He wanted to build greenhouses in Mylena.
It was actually a great idea, and she marveled that no one had thought of it before. Then again, glass was an expensive commodity.
“It would have to be sturdy,” he continued. “But glass magnifies light passing through it, and if the heat within the enclosure was not allowed to escape, would it not continue to build and form moisture that could in turn fall back into the soil to feed the crops? A structure like this might even sustain itself.”
She’d almost forgotten where they were, that they were surrounded by a room full of strangers. Their table in the corner had become an insulated little bubble. It felt intimate and protected, as if nothing could interfere, and it could be just the two of them there for as long as they wanted.

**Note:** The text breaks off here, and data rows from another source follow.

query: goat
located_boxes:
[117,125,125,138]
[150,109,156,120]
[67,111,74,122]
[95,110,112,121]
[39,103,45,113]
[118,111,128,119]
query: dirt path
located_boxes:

“That’s impressive. Surely, since you showed such promise in ironworking and agriculture, your parents might have considered fostering you out to a blacksmith or a farmer, instead of the castle guard,” she said, still assuming that he was a guard.
He didn’t answer that one, so she said, “Do you like your work at the castle at least?”
He paused. “I sometimes wish that I had the freedom to choose another path,” he said finally. “But destiny and the Great Mother decided long before I was born how my life must play out.”
“Why would you just swallow that crap without a fight? We always have a choice. It may not be the popular choice and it might not make you any friends, but if you know there’s a better path for you, shouldn’t you fight for your right to travel it?”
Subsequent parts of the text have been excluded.